Un revers stratégique majeur sur le marché électrique
Cette débâcle financière trouve son origine dans une refonte complète et coûteuse de la stratégie de mobilité électrique du groupe. Face à un effondrement de la demande mondiale pour les véhicules électriques, Honda a pris la décision radicale d'annuler trois modèles électriques prévus pour le marché américain.
Lors de la présentation des résultats financiers, le PDG Toshihiro Mibe n'a pas mâché ses mots : la chute brutale de la demande en véhicules électriques rend désormais "très difficile" le maintien de la rentabilité dans ce segment. Un constat amer qui illustre l'ampleur du défi auquel font face les constructeurs traditionnels.
L'impact des décisions politiques américaines
Le contexte politique aux États-Unis a considérablement aggravé la situation. Sous l'administration Trump, les soutiens gouvernementaux aux véhicules électriques ont été supprimés, obligeant l'ensemble de l'industrie automobile à repenser précipitamment ses plans d'investissement.
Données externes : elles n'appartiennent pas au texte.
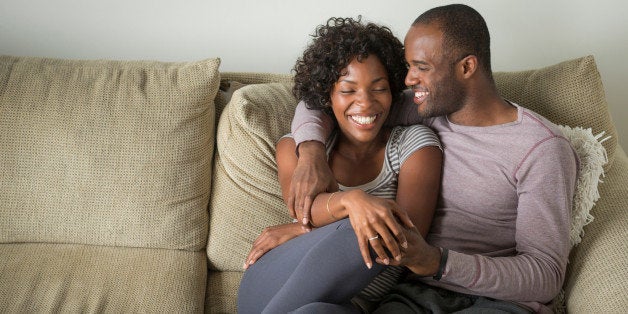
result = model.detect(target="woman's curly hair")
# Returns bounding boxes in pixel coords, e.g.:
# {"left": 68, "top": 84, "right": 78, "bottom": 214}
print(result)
{"left": 292, "top": 17, "right": 407, "bottom": 113}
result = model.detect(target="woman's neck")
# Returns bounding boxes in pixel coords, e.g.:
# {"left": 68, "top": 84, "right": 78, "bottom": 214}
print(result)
{"left": 333, "top": 129, "right": 388, "bottom": 162}
{"left": 329, "top": 128, "right": 389, "bottom": 187}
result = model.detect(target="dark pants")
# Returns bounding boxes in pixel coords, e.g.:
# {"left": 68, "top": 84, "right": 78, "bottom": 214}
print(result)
{"left": 374, "top": 281, "right": 532, "bottom": 314}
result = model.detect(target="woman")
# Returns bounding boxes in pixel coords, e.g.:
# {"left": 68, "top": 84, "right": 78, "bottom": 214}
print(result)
{"left": 237, "top": 17, "right": 442, "bottom": 313}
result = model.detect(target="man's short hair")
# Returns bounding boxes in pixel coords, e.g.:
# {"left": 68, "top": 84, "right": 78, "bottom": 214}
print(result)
{"left": 413, "top": 4, "right": 492, "bottom": 77}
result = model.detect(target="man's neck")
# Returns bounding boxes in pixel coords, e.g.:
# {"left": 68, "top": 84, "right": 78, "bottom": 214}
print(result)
{"left": 447, "top": 82, "right": 517, "bottom": 127}
{"left": 448, "top": 98, "right": 517, "bottom": 126}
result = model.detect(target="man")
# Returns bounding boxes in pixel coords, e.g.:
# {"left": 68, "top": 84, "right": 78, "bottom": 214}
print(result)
{"left": 289, "top": 4, "right": 578, "bottom": 313}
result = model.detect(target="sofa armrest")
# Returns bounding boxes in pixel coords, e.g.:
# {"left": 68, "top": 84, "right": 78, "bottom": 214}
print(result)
{"left": 564, "top": 145, "right": 628, "bottom": 312}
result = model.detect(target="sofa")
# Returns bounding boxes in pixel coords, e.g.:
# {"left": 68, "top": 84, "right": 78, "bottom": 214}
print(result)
{"left": 0, "top": 54, "right": 626, "bottom": 313}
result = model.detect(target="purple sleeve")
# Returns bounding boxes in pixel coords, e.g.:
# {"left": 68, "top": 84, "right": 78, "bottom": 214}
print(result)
{"left": 440, "top": 137, "right": 577, "bottom": 303}
{"left": 291, "top": 101, "right": 333, "bottom": 147}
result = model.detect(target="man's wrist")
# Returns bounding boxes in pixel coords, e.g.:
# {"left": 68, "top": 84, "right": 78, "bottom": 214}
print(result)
{"left": 417, "top": 245, "right": 443, "bottom": 278}
{"left": 432, "top": 247, "right": 449, "bottom": 281}
{"left": 296, "top": 141, "right": 326, "bottom": 159}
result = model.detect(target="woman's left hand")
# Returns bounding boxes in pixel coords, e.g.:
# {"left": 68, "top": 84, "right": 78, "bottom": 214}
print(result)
{"left": 342, "top": 190, "right": 413, "bottom": 269}
{"left": 243, "top": 222, "right": 308, "bottom": 269}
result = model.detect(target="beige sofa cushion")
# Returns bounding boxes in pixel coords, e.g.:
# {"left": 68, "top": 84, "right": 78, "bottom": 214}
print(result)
{"left": 0, "top": 56, "right": 220, "bottom": 250}
{"left": 0, "top": 243, "right": 206, "bottom": 312}
{"left": 495, "top": 55, "right": 617, "bottom": 171}
{"left": 207, "top": 83, "right": 295, "bottom": 271}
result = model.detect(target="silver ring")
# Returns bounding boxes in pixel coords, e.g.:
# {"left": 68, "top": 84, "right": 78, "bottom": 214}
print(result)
{"left": 368, "top": 234, "right": 380, "bottom": 241}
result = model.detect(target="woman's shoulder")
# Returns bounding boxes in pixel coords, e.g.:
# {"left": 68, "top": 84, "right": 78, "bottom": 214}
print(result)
{"left": 389, "top": 124, "right": 441, "bottom": 152}
{"left": 392, "top": 124, "right": 438, "bottom": 139}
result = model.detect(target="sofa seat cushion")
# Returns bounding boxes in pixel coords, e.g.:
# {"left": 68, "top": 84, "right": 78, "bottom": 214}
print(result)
{"left": 0, "top": 243, "right": 207, "bottom": 312}
{"left": 205, "top": 270, "right": 243, "bottom": 314}
{"left": 0, "top": 56, "right": 220, "bottom": 250}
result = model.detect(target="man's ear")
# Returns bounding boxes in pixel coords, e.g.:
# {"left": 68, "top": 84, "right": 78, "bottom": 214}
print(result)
{"left": 459, "top": 55, "right": 478, "bottom": 78}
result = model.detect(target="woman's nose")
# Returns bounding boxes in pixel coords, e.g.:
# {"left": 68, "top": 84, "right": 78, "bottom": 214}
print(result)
{"left": 355, "top": 90, "right": 374, "bottom": 106}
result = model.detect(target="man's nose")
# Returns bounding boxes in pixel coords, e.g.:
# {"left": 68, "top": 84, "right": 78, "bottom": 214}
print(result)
{"left": 405, "top": 70, "right": 419, "bottom": 87}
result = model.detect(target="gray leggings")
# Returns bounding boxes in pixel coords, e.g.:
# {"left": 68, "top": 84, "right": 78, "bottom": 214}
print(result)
{"left": 237, "top": 219, "right": 385, "bottom": 313}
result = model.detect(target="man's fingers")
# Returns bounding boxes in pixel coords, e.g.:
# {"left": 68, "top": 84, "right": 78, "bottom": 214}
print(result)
{"left": 302, "top": 195, "right": 313, "bottom": 227}
{"left": 287, "top": 193, "right": 296, "bottom": 219}
{"left": 294, "top": 184, "right": 305, "bottom": 221}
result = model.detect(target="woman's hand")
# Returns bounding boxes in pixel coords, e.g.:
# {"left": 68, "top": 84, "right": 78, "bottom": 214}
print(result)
{"left": 342, "top": 190, "right": 415, "bottom": 269}
{"left": 244, "top": 222, "right": 307, "bottom": 269}
{"left": 288, "top": 141, "right": 338, "bottom": 228}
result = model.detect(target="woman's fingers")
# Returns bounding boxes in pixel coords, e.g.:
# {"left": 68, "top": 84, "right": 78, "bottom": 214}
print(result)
{"left": 244, "top": 223, "right": 305, "bottom": 270}
{"left": 354, "top": 224, "right": 393, "bottom": 268}
{"left": 245, "top": 244, "right": 267, "bottom": 269}
{"left": 374, "top": 225, "right": 401, "bottom": 262}
{"left": 381, "top": 213, "right": 407, "bottom": 259}
{"left": 356, "top": 233, "right": 375, "bottom": 269}
{"left": 367, "top": 233, "right": 392, "bottom": 265}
Honda n'est d'ailleurs pas seul dans cette tourmente : Ford et Stellantis ont également dû enregistrer des dépréciations massives.
Selon Julie Boote, analyste automobile chez Pelham Smithers Associates, "la principale surprise réside dans l'annulation totale du programme de production américain, plutôt qu'une simple réduction". Elle souligne que Honda avait développé un plan d'expansion extrêmement ambitieux pour les véhicules électriques, balayé par les bouleversements du marché.
Des difficultés qui s'étendent au marché chinois
Les problèmes de Honda ne se limitent pas au continent américain. En Chine, second marché crucial pour le constructeur, la situation s'avère tout aussi préoccupante. Le groupe japonais peine à rivaliser avec les géants locaux comme BYD, dont les véhicules intègrent des technologies logicielles de pointe.
Les prévisions financières pour l'exercice se terminant en mars sont alarmantes :
- Pertes estimées à 570 milliards de yens (environ 3,1 milliards d'euros)
- Un retournement spectaculaire par rapport aux bénéfices prévus de 550 milliards de yens
- Des dépréciations significatives de la valeur de ses activités chinoises
Une direction qui assume ses responsabilités
Face à cette crise sans précédent, la direction de Honda a choisi d'assumer personnellement les conséquences de cette déroute. Le PDG Toshihiro Mibe et le vice-président exécutif Noriya Kaihara ont annoncé qu'ils renonceront volontairement à 30% de leur rémunération pendant trois mois. Les autres cadres dirigeants abandonneront quant à eux 20% de leurs émoluments sur la même période.
L'Inde comme nouvelle terre d'opportunités
Malgré ce tableau sombre, Honda cherche à rebondir en réorientant sa stratégie géographique. Le constructeur mise désormais fortement sur le marché indien, considéré comme un territoire à fort potentiel de croissance. L'entreprise prévoit d'y renforcer sa gamme de modèles et d'améliorer sa compétitivité en matière de coûts.
Cette orientation vers l'Inde s'inscrit dans une tendance plus large des constructeurs japonais. Confrontés à la concurrence féroce des marques chinoises en Asie, ils se tournent vers des marchés où ces dernières restent largement absentes, à l'image des États-Unis et de l'Inde.
Un secteur automobile en pleine mutation
Honda n'est qu'un exemple parmi d'autres d'une industrie automobile mondiale contrainte de réviser drastiquement ses ambitions électriques. Avec l'annonce du constructeur japonais, le secteur automobile américain comptabilise désormais près de 67 milliards de dollars de dépréciations liées à l'abandon ou à la réduction de programmes électriques.
Une nouvelle stratégie à moyen et long terme sera dévoilée lors du prochain exercice fiscal, marquant potentiellement un tournant dans l'histoire du deuxième plus grand constructeur automobile japonais.